I’ve found it fascinating watching the men and women around me and on social media discussing a high profile case this week.
There has been an overwhelmingly male chorus singing from a familiar song book. I may be being unfair to men, in that in most cases they spoke over the top of, or instead of women, so the women may have shared their view – I just didn’t hear it. These voices were at work, on radio panels (I’m looking at you RNZ) and on social media. The songs were “it’s PC gone mad” and “he is a really nice guy” “He is really well respected” “he is just a touchy feely guy”.
Most people are.
Very few people have their friends and colleagues spouting off to the media about what an asshole they are. Most people have a place where they fit in and feel at home. Most people have mates who think they are a good bloke, a top guy, a bit of a hard case.
It doesn’t mean that for some people they aren’t a danger, an unsafe person, a creeper, that person at work that you avoid. And just because your mother/colleague/wife loves you, doesn’t mean you aren’t a total asshole to someone else.
I would really like people to remember two key things.
1) It’s REALLY important to remember that safe is a movable line, and it is set by the receiver of contact, not the giver.
2 ) Creepy out of line behaviour doesn’t happen because people are always sneaky. It happens because people are entitled and the people around them let it happen.
Here is an easy example of that movable safe line…
People who catch crowded commuter trains in Japan will feel safer with someone standing close next to them on public transport than people that commute on NZ trains. Your personal bubble is what you are used to, and it is often the same among people of the same living environs/culture. But even within a one similar group, not everyone is the same, and direct physical contact beyond a basic handshake should be carefully evaluated. People who have their personal safety violated in the past will not feel safe with hugs from randoms that might be seen as totally okay by the other 60% of the workforce.

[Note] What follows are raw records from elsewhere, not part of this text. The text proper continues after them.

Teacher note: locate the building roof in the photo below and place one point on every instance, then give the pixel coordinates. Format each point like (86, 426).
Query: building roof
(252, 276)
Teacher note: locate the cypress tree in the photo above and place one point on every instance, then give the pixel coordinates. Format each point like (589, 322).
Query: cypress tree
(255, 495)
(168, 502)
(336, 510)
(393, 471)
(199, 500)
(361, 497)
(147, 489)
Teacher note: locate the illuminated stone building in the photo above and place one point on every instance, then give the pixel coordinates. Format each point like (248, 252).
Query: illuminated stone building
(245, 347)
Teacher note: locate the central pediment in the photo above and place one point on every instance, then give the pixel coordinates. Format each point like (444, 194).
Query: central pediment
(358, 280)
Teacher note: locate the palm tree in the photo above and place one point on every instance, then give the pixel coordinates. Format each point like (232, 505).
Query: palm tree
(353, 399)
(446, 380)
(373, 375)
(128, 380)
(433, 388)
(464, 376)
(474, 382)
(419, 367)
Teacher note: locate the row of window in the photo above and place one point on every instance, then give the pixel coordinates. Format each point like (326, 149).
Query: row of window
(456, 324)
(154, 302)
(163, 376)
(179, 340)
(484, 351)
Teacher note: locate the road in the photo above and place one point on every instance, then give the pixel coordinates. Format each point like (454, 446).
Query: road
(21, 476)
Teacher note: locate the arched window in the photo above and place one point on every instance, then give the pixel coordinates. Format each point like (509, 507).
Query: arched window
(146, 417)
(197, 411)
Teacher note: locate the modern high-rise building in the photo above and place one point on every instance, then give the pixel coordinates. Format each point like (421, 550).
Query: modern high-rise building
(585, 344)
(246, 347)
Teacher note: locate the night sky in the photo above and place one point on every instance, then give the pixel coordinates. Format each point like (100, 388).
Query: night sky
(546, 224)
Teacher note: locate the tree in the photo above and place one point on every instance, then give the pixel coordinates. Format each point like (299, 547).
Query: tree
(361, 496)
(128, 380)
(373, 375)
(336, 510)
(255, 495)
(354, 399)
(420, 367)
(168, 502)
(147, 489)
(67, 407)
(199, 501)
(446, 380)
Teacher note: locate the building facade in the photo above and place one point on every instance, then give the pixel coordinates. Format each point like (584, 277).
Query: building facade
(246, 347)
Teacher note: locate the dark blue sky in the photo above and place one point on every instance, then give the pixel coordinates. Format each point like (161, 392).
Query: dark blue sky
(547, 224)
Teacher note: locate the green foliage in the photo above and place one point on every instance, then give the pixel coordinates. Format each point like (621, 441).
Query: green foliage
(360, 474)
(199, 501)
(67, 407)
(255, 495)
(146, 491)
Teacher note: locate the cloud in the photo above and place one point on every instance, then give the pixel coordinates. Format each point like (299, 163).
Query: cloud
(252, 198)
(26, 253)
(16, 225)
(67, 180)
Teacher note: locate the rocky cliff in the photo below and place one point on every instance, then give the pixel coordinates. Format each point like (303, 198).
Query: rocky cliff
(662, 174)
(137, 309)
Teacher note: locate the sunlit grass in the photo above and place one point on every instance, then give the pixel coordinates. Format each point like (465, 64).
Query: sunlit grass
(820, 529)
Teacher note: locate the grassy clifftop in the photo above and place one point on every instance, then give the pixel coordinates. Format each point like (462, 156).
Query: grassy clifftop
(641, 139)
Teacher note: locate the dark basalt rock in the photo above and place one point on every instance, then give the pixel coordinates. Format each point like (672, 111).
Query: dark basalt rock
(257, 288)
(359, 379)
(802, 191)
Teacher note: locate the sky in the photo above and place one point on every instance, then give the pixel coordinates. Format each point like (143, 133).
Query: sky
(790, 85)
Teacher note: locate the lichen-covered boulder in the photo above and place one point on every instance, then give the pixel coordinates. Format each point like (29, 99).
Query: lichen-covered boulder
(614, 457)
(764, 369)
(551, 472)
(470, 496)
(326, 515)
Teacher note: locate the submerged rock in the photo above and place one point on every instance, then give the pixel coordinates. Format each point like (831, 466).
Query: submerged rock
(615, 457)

As a self-aware professional, it is part of my job to assess how I interact with my colleagues just as much as I do my clients. I can easily go a day without physical contact and come to work for the next twenty years. Missing out on physical touch is nothing compared to the feeling of someone encroaching on your personal space and feeling like you are in a constant state of defence. People need to stop seriously thinking that their right to touch others as they see “normal” is equally important as someone else’s right to NOT BE TOUCHED WITHOUT ASKING.
Any sense that your way is the best way and people should just accept your behaviour involving their space and body is a massively entitled view. This is an especially odd view when you consider that most of the men I was listening to today were deeply concerned at their rapidly vanishing super important right to act how they choose at work. So they DO UNDERSTAND THAT WE HAVE RIGHTS.
Our right to feel safe just isn’t as important as their right to do what they want.
Heads up lads. You will know when the feminazis are winning, and it won’t be because you can’t harass us at work. It will be when you are held accountable for those actions and the population stops seeing you as a nice guy for it. I'm gonna add in an extra wish that the media ceases it's witch hunts of women who dare to complain.
It doesn’t seem that extreme to me. But then, what would I know?